Essa distinção gera muita confusão, mesmo entre os editores de jornais, que são os que determinam o que será ou não publicado em suas respectivas editorias. Muitos textos que circulam como sendo "crônicas" são, na verdade, "artigos" (e vice-versa). São, por conseqüência, efêmeros. São perecíveis, míseras horas depois de publicados. São como teoremas matemáticos: hipóteses, teses e demonstrações. Não têm compromisso com estilo e elegância. Seu fulcro é a objetividade e nada mais.
Já a crônica não tem o mínimo compromisso com a objetividade ou com a informação. Sua validade (jamais sua necessidade) vai depender, única e exclusivamente, da qualidade do texto. Se esta for elevada, vai permanecer e se perpetuar. Caso contrário...dificilmente será, sequer, publicada. O fato é que os maiores escritores do País já freqüentaram, ou ainda freqüentam, as redações de jornais.
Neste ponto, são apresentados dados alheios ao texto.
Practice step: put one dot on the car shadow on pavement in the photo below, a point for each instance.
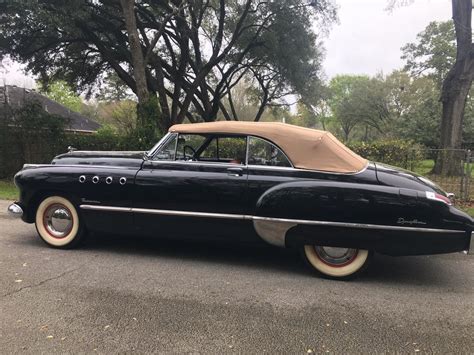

Assinam colunas, de periodicidades variáveis – algumas diárias, outras bissemanais, quinzenais ou mensais – encantando os leitores com a sua criatividade, com o seu estilo e, sobretudo, com a sua experiência pessoal e visão do mundo. São pessoas escrevendo sobre pessoas para outras pessoas lerem. E, sobretudo, despertando emoções.
A crônica, frise-se, é produto típico do jornalismo brasileiro. Caracteriza-se pela circunstancialidade temática, pela subjetividade de enfoque e pela amenidade da linguagem. Sua aparição na imprensa carioca data de 1850. Teve como principais precursores Machado de Assis (o maior de todos os cronistas, mestre de todos nós), Olavo Bilac, José de Alencar, Júlia Lopes de Almeida, Joaquim Manuel de Macedo, Coelho Neto, França Junior e Artur Azevedo, entre tantos outros. Ou seja, os fundadores da Academia Brasileira de Letras.
Um gênero exercitado por intelectuais dessa envergadura, convenhamos, não pode ser classificado de "menor". Ainda assim, na imprensa contemporânea, caracterizada pela suposta objetividade, sobra espaço reduzido ao cronista sem assunto, sem informação e sem outro serviço que não o estilo mais sofisticado que só será apreciado por determinados leitores.
O cronista, desde o mais modesto, com idéias simplezinhas e textos apenas razoáveis, ao mais refinado e culto, encontra espaços, além dos cada vez mais escassos jornais e revistas literários, na chamada "imprensa nanica". Os grandes órgãos de comunicação, sem perceber o óbvio, abrem seus flancos para uma concorrência cada vez mais acentuada dos pequenos, dos semanários ou quinzenários de bairros, de sindicatos ou de pequenas comunidades do Interior. Mas a crônica ainda tem tanta força, que esse tipo de órgão informativo vem se disseminando cada vez com maior intensidade, a despeito das sucessivas crises econômicas que o País atravessa. Por que? Porque tem leitores. As pessoas ainda estão ávidas da "emoção" contida em textos, que os "idiotas da objetividade" procuram expurgar do jornalismo.
Seria, pois, um "gênero menor" da literatura? Ou mero “tapa-buraco” do jornalismo? Não, não e não! Nem uma coisa e nem outra! Isto só passa na cabeça dos que transformam a alegria e a emoção desse milagre, dessa oportunidade, dessa aventura, que é a vida, em um conjunto de regras estúpidas e estupidificantes. E quem age dessa forma, convenhamos, não pode ser classificado de “inteligente”, no sentido lato do termo.